Mutual fund performance, it appears, is linked with self-confidence. A new study by researchers at the London Business School and the Georgia Institute of Technology confirmed the growing wisdom in the fund industry concerning fund managers and their investments: that managers who invest in their own funds deliver better fund performance, on average, than those managers who do not. So reports the
Wall Street Journal.
The study used a sample of 1,300 mutual funds in the United States, and found that funds whose managers invested in them at the end of 2004 returned an average of 8.7 percent in 2005, compared to an average of only 6.2 percent for funds whose managers did not self-invest, so to speak. The researchers even found that fund performance increased three basis points for every increase of one basis point in ownership by management.
The
Journal also notes that some fund companies have already recognized this correlation, and have begun acting accordingly.

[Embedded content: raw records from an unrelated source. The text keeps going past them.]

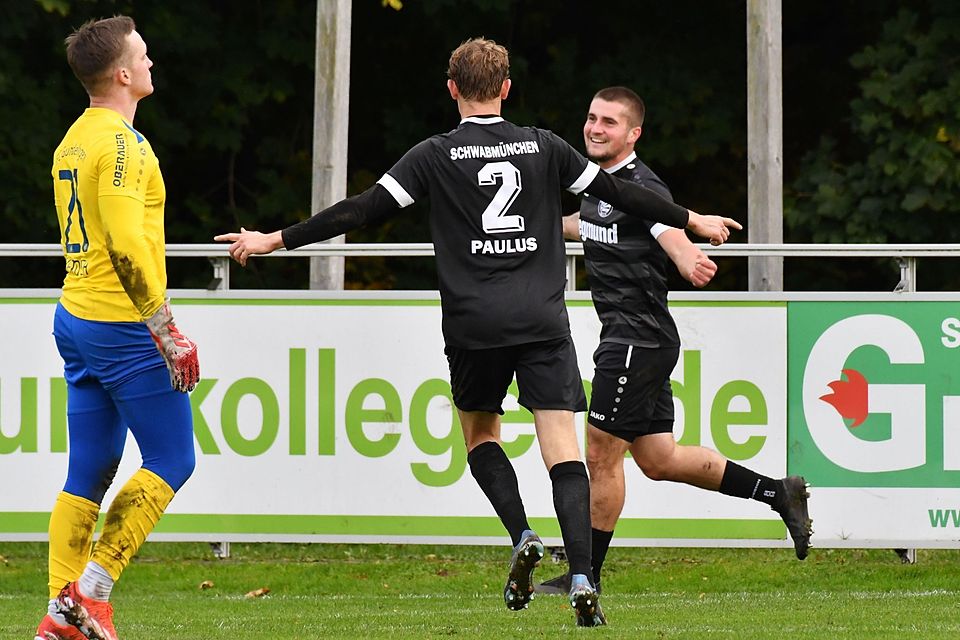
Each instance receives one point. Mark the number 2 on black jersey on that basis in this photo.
(74, 205)
(494, 216)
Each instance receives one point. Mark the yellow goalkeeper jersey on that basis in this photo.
(109, 195)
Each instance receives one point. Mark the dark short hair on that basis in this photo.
(627, 98)
(479, 67)
(94, 49)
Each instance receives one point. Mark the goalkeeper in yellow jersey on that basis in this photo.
(126, 365)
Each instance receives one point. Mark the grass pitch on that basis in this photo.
(409, 591)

Janus Capital Group Inc. and
Franklin Templeton Investments both put percentages of their fund managers' bonuses into shares of their own funds, and
Putnam Investments tries to make its managers' ownership information easily accessible to investors, while
Royce & Associates requires senior portfolio managers to invest at least $1 million in each and every fund they run. According to fund tracker
Morningstar Inc., Janus , Royce & Associates,
Artisan Partners and
American Funds rank at the top of fund families, in terms of average manager investment.